In a surprise move, S&P Global Ratings on Tuesday pushed Turkey’s credit rating deeper into junk territory, citing concerns about high inflation as the lira weakens, a deteriorating current account and fiscal deficit.
S&P lowered the country’s foreign currency sovereign credit rating to BB-/B from BB/B — leaving it two notches below investment grade. The outlook on the rating is stable.
Our downgrade reflects our view that there is a risk of a hard landing for Turkey’s overheating, credit-fuelled economy. In our view, this is reflected in the rising imbalances in Turkey’s economy, most notably in its widening debt-financed current account deficit and high inflation. The ongoing weakness of the Turkish lira is not only fuelling inflation, but also amplifying risks related to Turkey’s high external debt.
Turkey last month lifted one of its main interest rates for the first time this year in an effort to staunch the lira’s losses.
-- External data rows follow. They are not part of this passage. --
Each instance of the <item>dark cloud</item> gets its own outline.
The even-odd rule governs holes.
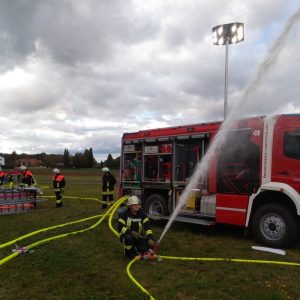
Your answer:
[[[245,23],[245,41],[229,47],[232,107],[297,9],[283,0],[0,0],[0,152],[92,147],[106,158],[124,131],[221,120],[225,47],[212,45],[211,28]],[[300,108],[298,23],[248,114]]]

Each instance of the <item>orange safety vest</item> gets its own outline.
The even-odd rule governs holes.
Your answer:
[[[64,176],[59,174],[58,176],[53,175],[52,180],[53,180],[53,187],[55,189],[63,188],[62,186],[62,180],[64,179]]]

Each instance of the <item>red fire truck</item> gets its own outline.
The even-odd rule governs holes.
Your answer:
[[[221,125],[125,133],[121,195],[139,196],[150,218],[168,219]],[[300,219],[300,114],[237,120],[224,134],[175,220],[235,224],[266,246],[292,245]]]

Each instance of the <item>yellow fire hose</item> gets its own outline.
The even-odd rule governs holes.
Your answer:
[[[56,229],[56,228],[60,228],[60,227],[68,226],[68,225],[73,225],[73,224],[76,224],[76,223],[82,223],[82,222],[85,222],[85,221],[88,221],[88,220],[99,218],[101,216],[103,216],[103,215],[96,215],[96,216],[93,216],[93,217],[88,217],[88,218],[85,218],[85,219],[81,219],[81,220],[77,220],[77,221],[72,221],[72,222],[69,222],[69,223],[64,223],[64,224],[59,224],[59,225],[55,225],[55,226],[51,226],[51,227],[39,229],[37,231],[33,231],[31,233],[28,233],[28,234],[25,234],[25,235],[23,235],[21,237],[18,237],[15,240],[9,241],[9,242],[4,243],[4,244],[1,244],[0,245],[0,249],[5,248],[7,246],[10,246],[12,244],[15,244],[16,242],[22,241],[24,239],[27,239],[27,238],[29,238],[31,236],[34,236],[34,235],[36,235],[38,233],[41,233],[41,232],[45,232],[45,231],[48,231],[48,230],[52,230],[52,229]]]
[[[101,200],[99,199],[96,199],[96,198],[80,198],[80,197],[65,197],[65,198],[77,198],[77,199],[87,199],[87,200],[97,200],[99,202],[102,202]],[[111,229],[111,231],[118,237],[118,232],[114,229],[114,227],[112,226],[112,219],[113,219],[113,216],[114,216],[114,213],[116,212],[116,210],[118,209],[118,207],[127,199],[127,196],[124,196],[122,198],[120,198],[118,201],[116,201],[116,203],[114,205],[112,205],[106,212],[105,214],[103,215],[97,215],[97,216],[93,216],[93,217],[89,217],[89,218],[85,218],[85,219],[81,219],[81,220],[77,220],[77,221],[73,221],[73,222],[69,222],[69,223],[65,223],[65,224],[60,224],[60,225],[57,225],[57,226],[52,226],[52,227],[48,227],[48,228],[44,228],[44,229],[40,229],[40,230],[37,230],[37,231],[34,231],[32,233],[29,233],[29,234],[26,234],[22,237],[19,237],[15,240],[12,240],[10,242],[7,242],[5,244],[2,244],[0,245],[0,249],[1,248],[4,248],[6,246],[9,246],[11,244],[14,244],[15,242],[17,241],[20,241],[20,240],[23,240],[27,237],[30,237],[30,236],[33,236],[35,234],[38,234],[40,232],[44,232],[44,231],[47,231],[47,230],[51,230],[51,229],[54,229],[54,228],[59,228],[59,227],[64,227],[64,226],[67,226],[67,225],[71,225],[71,224],[76,224],[76,223],[80,223],[80,222],[85,222],[87,220],[91,220],[91,219],[94,219],[94,218],[98,218],[98,217],[101,217],[94,225],[86,228],[86,229],[82,229],[82,230],[78,230],[78,231],[73,231],[73,232],[69,232],[69,233],[65,233],[65,234],[61,234],[61,235],[57,235],[57,236],[53,236],[53,237],[50,237],[50,238],[47,238],[47,239],[44,239],[44,240],[40,240],[40,241],[37,241],[31,245],[28,245],[26,246],[26,251],[34,248],[34,247],[37,247],[41,244],[45,244],[45,243],[48,243],[52,240],[55,240],[55,239],[60,239],[60,238],[64,238],[64,237],[67,237],[69,235],[73,235],[73,234],[77,234],[77,233],[82,233],[82,232],[85,232],[85,231],[88,231],[88,230],[91,230],[91,229],[94,229],[95,227],[97,227],[98,225],[100,225],[102,223],[102,221],[108,216],[110,215],[109,217],[109,222],[108,222],[108,225],[109,225],[109,228]],[[11,255],[5,257],[4,259],[2,259],[0,261],[0,265],[3,265],[4,263],[8,262],[9,260],[17,257],[18,255],[20,255],[21,252],[14,252],[12,253]],[[222,262],[236,262],[236,263],[255,263],[255,264],[273,264],[273,265],[286,265],[286,266],[297,266],[299,267],[300,266],[300,263],[295,263],[295,262],[284,262],[284,261],[269,261],[269,260],[250,260],[250,259],[239,259],[239,258],[214,258],[214,257],[175,257],[175,256],[160,256],[160,258],[162,259],[169,259],[169,260],[185,260],[185,261],[222,261]],[[130,280],[143,292],[145,293],[147,296],[149,296],[149,298],[151,300],[155,300],[155,298],[150,294],[150,292],[148,292],[134,277],[133,275],[131,274],[131,271],[130,271],[130,268],[131,266],[139,261],[139,257],[135,257],[134,259],[132,259],[127,267],[126,267],[126,272],[127,272],[127,275],[128,277],[130,278]]]
[[[103,193],[102,193],[103,194]],[[53,196],[55,197],[55,196]],[[98,198],[88,198],[88,197],[72,197],[72,196],[64,196],[64,199],[82,199],[82,200],[94,200],[94,201],[97,201],[97,202],[100,202],[102,204],[107,204],[107,205],[114,205],[116,204],[116,202],[118,201],[103,201],[103,200],[100,200]],[[127,196],[126,196],[126,199],[127,199]],[[125,200],[126,200],[125,199]],[[125,201],[124,200],[124,201]]]
[[[115,211],[118,209],[118,207],[121,205],[122,202],[116,203],[114,206],[114,209],[111,212],[111,215],[109,217],[109,228],[111,231],[118,237],[118,232],[113,228],[112,226],[112,218],[115,213]],[[274,265],[286,265],[286,266],[297,266],[300,267],[300,263],[293,263],[293,262],[284,262],[284,261],[268,261],[268,260],[250,260],[250,259],[239,259],[239,258],[214,258],[214,257],[175,257],[175,256],[159,256],[162,259],[172,259],[172,260],[189,260],[189,261],[226,261],[226,262],[236,262],[236,263],[257,263],[257,264],[274,264]],[[139,257],[136,256],[134,259],[132,259],[127,267],[126,267],[126,273],[130,280],[146,295],[149,296],[150,300],[155,300],[155,298],[148,292],[131,274],[130,268],[131,266],[139,261]]]
[[[42,195],[41,198],[56,198],[56,196],[47,196],[47,195]],[[82,199],[82,200],[94,200],[98,202],[104,202],[100,199],[97,198],[83,198],[83,197],[73,197],[73,196],[64,196],[64,199]]]
[[[226,261],[226,262],[237,262],[237,263],[273,264],[273,265],[300,267],[300,263],[276,261],[276,260],[256,260],[256,259],[219,258],[219,257],[176,257],[176,256],[160,256],[160,257],[163,259],[175,259],[175,260]]]
[[[135,263],[136,261],[138,261],[139,258],[135,257],[132,261],[129,262],[129,264],[127,265],[126,268],[126,272],[128,277],[131,279],[131,281],[146,295],[149,296],[150,300],[155,300],[155,298],[131,275],[130,272],[130,267],[133,265],[133,263]]]
[[[55,196],[54,196],[55,197]],[[99,200],[97,198],[82,198],[82,197],[72,197],[72,196],[64,196],[64,199],[83,199],[83,200],[94,200],[94,201],[98,201],[98,202],[103,202],[102,200]]]
[[[251,260],[251,259],[239,259],[239,258],[214,258],[214,257],[175,257],[175,256],[159,256],[162,259],[173,259],[173,260],[189,260],[189,261],[226,261],[226,262],[236,262],[236,263],[252,263],[252,264],[274,264],[274,265],[286,265],[286,266],[297,266],[300,267],[300,263],[285,262],[285,261],[272,261],[272,260]],[[155,298],[132,276],[130,268],[136,262],[140,260],[135,257],[129,262],[126,268],[126,272],[131,281],[146,295],[150,297],[151,300]]]
[[[124,202],[126,199],[127,199],[127,196],[124,196],[124,197],[120,198],[120,199],[115,203],[115,205],[120,205],[120,204],[121,204],[122,202]],[[101,224],[102,221],[103,221],[103,220],[111,213],[111,211],[113,210],[113,208],[114,208],[115,205],[111,206],[111,207],[105,212],[105,214],[101,215],[102,217],[99,219],[99,221],[97,221],[95,224],[93,224],[92,226],[90,226],[90,227],[88,227],[88,228],[86,228],[86,229],[81,229],[81,230],[77,230],[77,231],[73,231],[73,232],[68,232],[68,233],[65,233],[65,234],[60,234],[60,235],[53,236],[53,237],[50,237],[50,238],[47,238],[47,239],[44,239],[44,240],[40,240],[40,241],[37,241],[37,242],[35,242],[35,243],[31,244],[31,245],[28,245],[28,246],[24,247],[24,249],[25,249],[26,251],[29,251],[30,249],[32,249],[32,248],[34,248],[34,247],[37,247],[37,246],[39,246],[39,245],[41,245],[41,244],[48,243],[48,242],[50,242],[50,241],[52,241],[52,240],[64,238],[64,237],[67,237],[67,236],[69,236],[69,235],[74,235],[74,234],[77,234],[77,233],[82,233],[82,232],[85,232],[85,231],[94,229],[94,228],[97,227],[99,224]],[[94,217],[96,217],[96,216],[94,216]],[[91,217],[91,218],[93,218],[93,217]],[[86,219],[84,219],[84,221],[86,221]],[[76,221],[74,221],[74,222],[76,222]],[[77,221],[76,223],[79,223],[79,222],[80,222],[80,221]],[[72,222],[71,222],[71,223],[72,223]],[[62,225],[65,225],[65,224],[62,224]],[[58,228],[58,227],[62,227],[62,226],[61,226],[61,225],[52,226],[51,229]],[[50,229],[48,229],[48,230],[50,230]],[[41,229],[41,231],[46,231],[46,229],[44,229],[44,230]],[[37,233],[39,233],[39,232],[40,232],[40,230],[37,230],[37,231],[35,231],[35,232],[29,233],[29,234],[26,235],[26,236],[27,236],[27,237],[28,237],[28,236],[32,236],[32,235],[35,235],[35,234],[37,234]],[[21,237],[21,239],[23,239],[23,238],[24,238],[24,236]],[[20,240],[20,238],[18,238],[18,239],[16,239],[16,240]],[[15,241],[15,240],[14,240],[14,241]],[[6,245],[6,246],[7,246],[8,244],[11,245],[12,243],[13,243],[13,241],[10,241],[10,242],[8,242],[8,243],[5,243],[5,245]],[[2,245],[1,245],[1,246],[2,246]],[[4,246],[4,247],[5,247],[5,246]],[[14,253],[8,255],[8,256],[5,257],[4,259],[0,260],[0,266],[3,265],[3,264],[5,264],[6,262],[10,261],[11,259],[17,257],[19,254],[21,254],[21,252],[16,251],[16,252],[14,252]]]
[[[126,199],[125,199],[126,200]],[[124,200],[124,201],[125,201]],[[124,201],[118,201],[115,205],[114,205],[114,208],[109,216],[109,221],[108,221],[108,226],[110,228],[110,230],[113,232],[114,235],[116,235],[117,237],[119,237],[119,234],[118,232],[114,229],[114,227],[112,226],[112,219],[113,219],[113,216],[114,216],[114,213],[116,212],[116,210],[118,209],[118,207],[124,202]],[[145,294],[147,294],[151,300],[155,300],[153,298],[153,296],[132,276],[131,272],[130,272],[130,267],[133,263],[135,263],[136,261],[138,261],[139,258],[138,257],[135,257],[133,260],[131,260],[127,267],[126,267],[126,272],[127,272],[127,275],[128,277],[130,278],[130,280]]]
[[[124,197],[123,197],[124,198]],[[109,216],[109,220],[108,220],[108,226],[110,228],[110,230],[113,232],[113,234],[117,237],[119,237],[119,234],[117,232],[117,230],[114,229],[114,227],[112,226],[112,219],[113,216],[116,212],[116,210],[119,208],[119,206],[127,199],[127,197],[123,200],[123,201],[118,201],[115,205],[113,205],[113,209],[111,211],[111,214]]]
[[[55,198],[55,196],[42,196],[42,197],[46,197],[46,198]],[[103,202],[97,198],[81,198],[81,197],[71,197],[71,196],[66,196],[64,198],[69,198],[69,199],[84,199],[84,200],[95,200],[95,201],[98,201],[98,202]],[[125,199],[126,200],[126,199]],[[124,200],[124,201],[125,201]],[[12,245],[18,241],[21,241],[21,240],[24,240],[28,237],[31,237],[31,236],[34,236],[38,233],[41,233],[41,232],[45,232],[45,231],[48,231],[48,230],[52,230],[52,229],[56,229],[56,228],[60,228],[60,227],[64,227],[64,226],[68,226],[68,225],[73,225],[73,224],[76,224],[76,223],[82,223],[82,222],[85,222],[85,221],[88,221],[88,220],[91,220],[91,219],[95,219],[95,218],[98,218],[98,217],[101,217],[102,215],[96,215],[96,216],[92,216],[92,217],[88,217],[88,218],[85,218],[85,219],[81,219],[81,220],[76,220],[76,221],[73,221],[73,222],[69,222],[69,223],[65,223],[65,224],[59,224],[59,225],[55,225],[55,226],[51,226],[51,227],[47,227],[47,228],[43,228],[43,229],[40,229],[40,230],[37,230],[37,231],[33,231],[29,234],[26,234],[26,235],[23,235],[15,240],[12,240],[10,242],[7,242],[5,244],[1,244],[0,245],[0,249],[2,248],[5,248],[9,245]]]
[[[55,196],[46,196],[46,197],[48,198],[48,197],[55,197]],[[95,200],[95,201],[103,202],[103,201],[101,201],[101,200],[99,200],[99,199],[97,199],[97,198],[80,198],[80,197],[71,197],[71,196],[67,196],[67,197],[64,197],[64,198],[70,198],[70,199],[84,199],[84,200]],[[123,203],[123,202],[127,199],[127,197],[123,197],[123,198],[124,198],[124,199],[123,199],[123,201],[120,202],[120,204]],[[120,204],[119,204],[119,205],[120,205]],[[115,212],[115,210],[119,207],[119,205],[116,206],[116,208],[113,210],[113,212]],[[103,215],[96,215],[96,216],[88,217],[88,218],[81,219],[81,220],[76,220],[76,221],[69,222],[69,223],[64,223],[64,224],[59,224],[59,225],[56,225],[56,226],[51,226],[51,227],[43,228],[43,229],[40,229],[40,230],[31,232],[31,233],[29,233],[29,234],[23,235],[23,236],[21,236],[21,237],[15,239],[15,240],[12,240],[12,241],[10,241],[10,242],[1,244],[1,245],[0,245],[0,249],[5,248],[5,247],[7,247],[7,246],[9,246],[9,245],[12,245],[12,244],[14,244],[14,243],[16,243],[16,242],[18,242],[18,241],[24,240],[24,239],[26,239],[26,238],[28,238],[28,237],[34,236],[34,235],[36,235],[36,234],[38,234],[38,233],[41,233],[41,232],[45,232],[45,231],[48,231],[48,230],[52,230],[52,229],[56,229],[56,228],[60,228],[60,227],[68,226],[68,225],[73,225],[73,224],[76,224],[76,223],[82,223],[82,222],[85,222],[85,221],[88,221],[88,220],[91,220],[91,219],[94,219],[94,218],[98,218],[98,217],[101,217],[101,216],[103,216]],[[111,220],[111,219],[110,219],[110,220]],[[111,227],[111,228],[112,228],[112,230],[114,230],[113,227]],[[117,233],[116,233],[116,234],[117,234]]]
The lira is third worst performing emerging market currency, having shed more than 7.4 per cent against the US dollar this year. Inflation is currently running above 10 per cent, and S&P noted that the central bank has not met its 5 per cent inflation target since 2012.
Turkey’s president, Recep Tayyip Erdogan, last month called for early elections, bringing the nation’s parliamentary and presidential polls forward by more than a year.
Even after the elections, we do not expect a return to more prudent macroeconomic policies, as electoral considerations will continue to play a role in the run-up to local elections in March 2019.
The state of emergency will remain in place at least until the elections, de facto allowing the Turkish President to rule by decree. The prolonged state ofemergency and move toward the executive presidency underpins our concerns over centralised decision-making processes and an erosion of checks and balances.
S&P said the move was not part of its regularly scheduled updates. The next scheduled rating publication will occur in August.